Start a company run by AI agents, hilarity ensues; private LLM chats; Hit AI song pulled from charts
Shell Game is a hilarious AI podcast
This is my favourite AI podcast by far: Season 2 of Shell Game. Evan Ratliff is a journalist and author. This podcast has him creating a company entired staffed by AI agents, including the CEO (Evan acts as the "silent co-founder" coordinating things behind the scenes). The company is Hurumo AI (name, logo and site courtest of its AI employees, obviously). The product, "Sloth Surf", procrastinates for you: Our agents are on call to waste time for you, so you don't have to. Ratliff leans in to this so far, it is both compelling and really funny. All the things you're imagining will go wrong, do go wrong, and more besides. What I especially love is that his AI employees all have different voices (via Eleven Labs I think), so they really are participants in an audio documentary. In a further twist, you can also listen to the AI "founders" on their own podcast: Startup Chronicles. I'm looking forward to see how it develops.

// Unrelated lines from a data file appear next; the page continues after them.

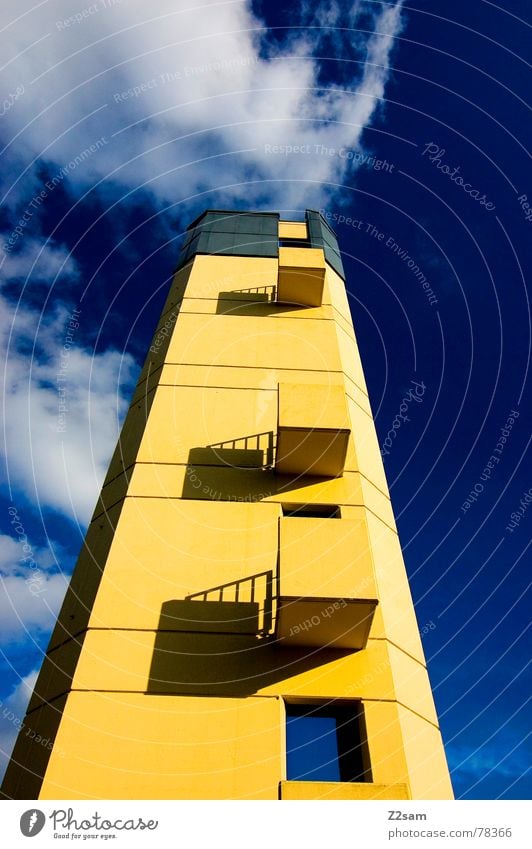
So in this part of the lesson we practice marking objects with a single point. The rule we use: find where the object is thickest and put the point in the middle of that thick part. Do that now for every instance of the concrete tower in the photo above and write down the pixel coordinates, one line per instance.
(239, 624)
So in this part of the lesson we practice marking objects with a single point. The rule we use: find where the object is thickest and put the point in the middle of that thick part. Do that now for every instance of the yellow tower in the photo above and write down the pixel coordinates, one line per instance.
(239, 624)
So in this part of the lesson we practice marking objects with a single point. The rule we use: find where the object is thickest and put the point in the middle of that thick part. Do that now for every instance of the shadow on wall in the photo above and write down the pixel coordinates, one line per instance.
(226, 645)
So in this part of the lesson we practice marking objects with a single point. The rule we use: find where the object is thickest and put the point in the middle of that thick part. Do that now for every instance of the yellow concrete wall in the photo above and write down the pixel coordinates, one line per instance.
(132, 746)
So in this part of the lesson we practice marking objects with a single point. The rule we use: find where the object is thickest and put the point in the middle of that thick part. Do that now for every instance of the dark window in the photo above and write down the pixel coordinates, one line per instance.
(326, 742)
(312, 511)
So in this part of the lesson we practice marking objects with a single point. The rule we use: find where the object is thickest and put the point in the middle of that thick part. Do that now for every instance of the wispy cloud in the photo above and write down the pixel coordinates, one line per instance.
(191, 98)
(63, 409)
(12, 716)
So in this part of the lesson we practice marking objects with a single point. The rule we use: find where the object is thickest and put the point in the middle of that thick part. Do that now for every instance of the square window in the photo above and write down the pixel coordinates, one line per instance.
(326, 742)
(312, 511)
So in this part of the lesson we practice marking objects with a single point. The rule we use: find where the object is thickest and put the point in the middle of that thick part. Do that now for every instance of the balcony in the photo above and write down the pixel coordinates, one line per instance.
(327, 593)
(313, 430)
(301, 276)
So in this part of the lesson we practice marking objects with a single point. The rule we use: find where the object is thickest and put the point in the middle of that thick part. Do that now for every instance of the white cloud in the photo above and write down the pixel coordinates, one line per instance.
(12, 716)
(194, 96)
(37, 261)
(29, 608)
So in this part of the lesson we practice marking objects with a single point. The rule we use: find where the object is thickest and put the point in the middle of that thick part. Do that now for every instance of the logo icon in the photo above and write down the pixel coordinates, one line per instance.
(32, 822)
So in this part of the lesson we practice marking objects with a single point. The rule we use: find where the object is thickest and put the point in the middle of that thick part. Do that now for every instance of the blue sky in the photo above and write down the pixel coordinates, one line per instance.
(406, 124)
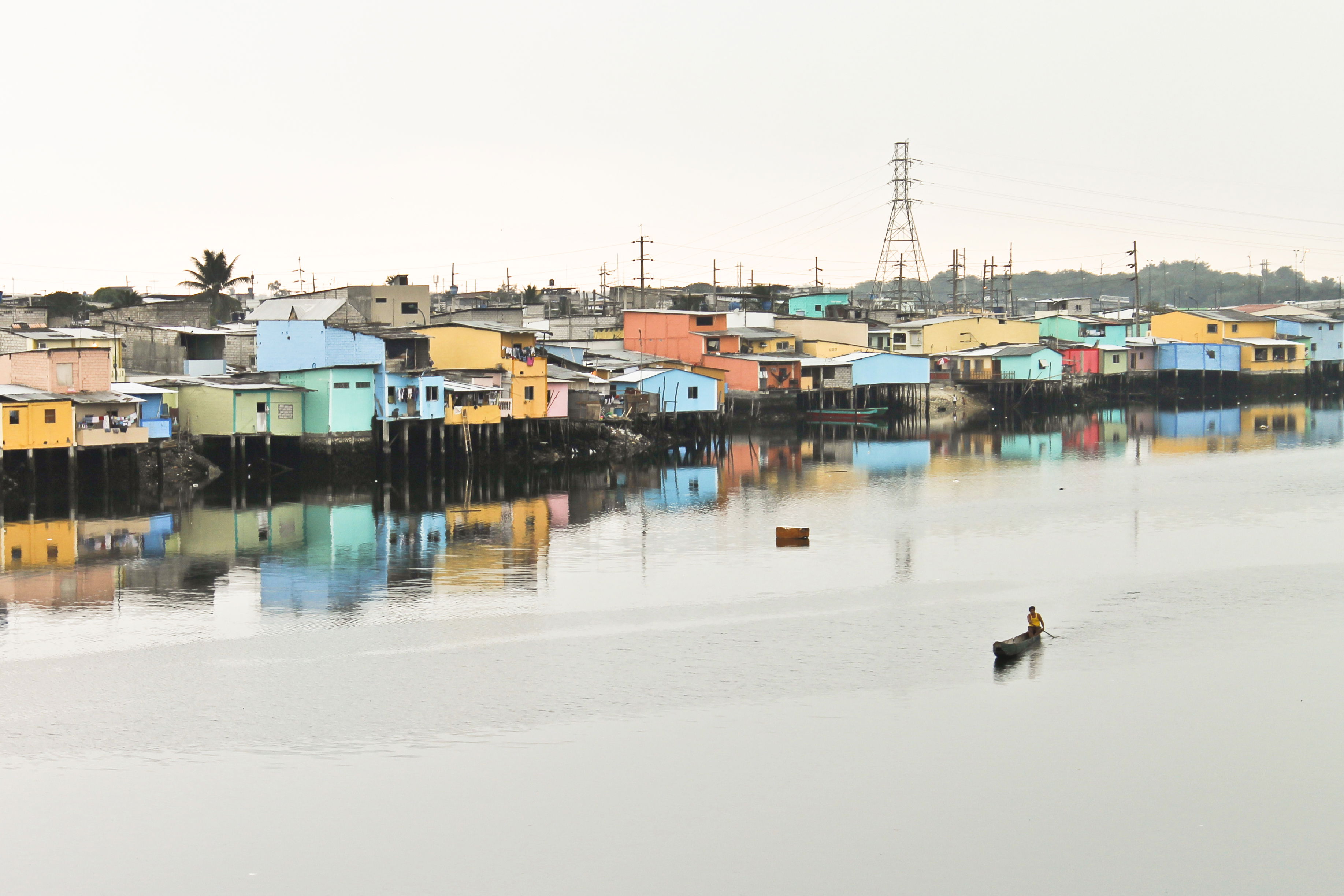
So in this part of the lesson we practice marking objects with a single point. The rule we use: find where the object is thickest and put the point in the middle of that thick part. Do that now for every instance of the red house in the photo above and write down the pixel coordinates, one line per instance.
(703, 338)
(1083, 359)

New privacy-preserving LLM interface from Moxie Marlinspike
Moxie Marlinspike is a long time computer security expert and was the creator of Signal. This new work, Confer, is a service that allows provably private messaging with LLMs, and a set of features to guarantee you know which system you're talking to (described on the Confer blog, but also see Signal creator Moxie Marlinspike wants to do for AI what he did for messaging on Ars Technica). It includes an innovative use of passkeys for encryption beyond the original authentication use case. He makes a great point about the need for privacy: "You could say that LLMs are the first technology where the medium actively invites confession."
[Confer] is different from traditional AI services, where your prompts are transmitted in plaintext to an operator who stores them in plaintext (where they are vulnerable to hackers, employees, subpoenas), mines them for behavioral data, and trains on them.
There's a heavy dose of cryptography in the explanations, as you'd expect, but this feels like important work.
Another AI music controversy: Jag vet, du är inte min by Jacub
As the BBC reports: Song banned from Swedish charts for being AI creation. It is a nice song: stream it on Spotify. As ever, the creation process and creators are somewhat opaque. The interesting thing in this case isn't just that the Swedish part of IFPI (a global music industry trade association) too the steps to ban the song from charts. It is that "Jacub" present as a human collaborative using AI tools:
"Jacub is an artistic project developed and carried by a team of human songwriters, producers, and creators. The feelings, stories, and experiences in the music are real, because they come from real people."
Expect the boundaries to become ever more blurred. Check the 1 Nov post for news about Xania Monet, one of last year's AI music artist stories.
Check on my 2026 predictions... already happening
On 21 Dec 2025 I wrote about three trends for 2026. I mentioned:
We'll also see lots of experiments on integration of paid advertising, referrals and commissions into AI results.
We'll see new vertical providers emerge (like more "health AI chat" providers with stronger guardrails and curation)
Clearly this forecasting was ridiculously short term! OpenAI is launching advertising and its health chatbot already.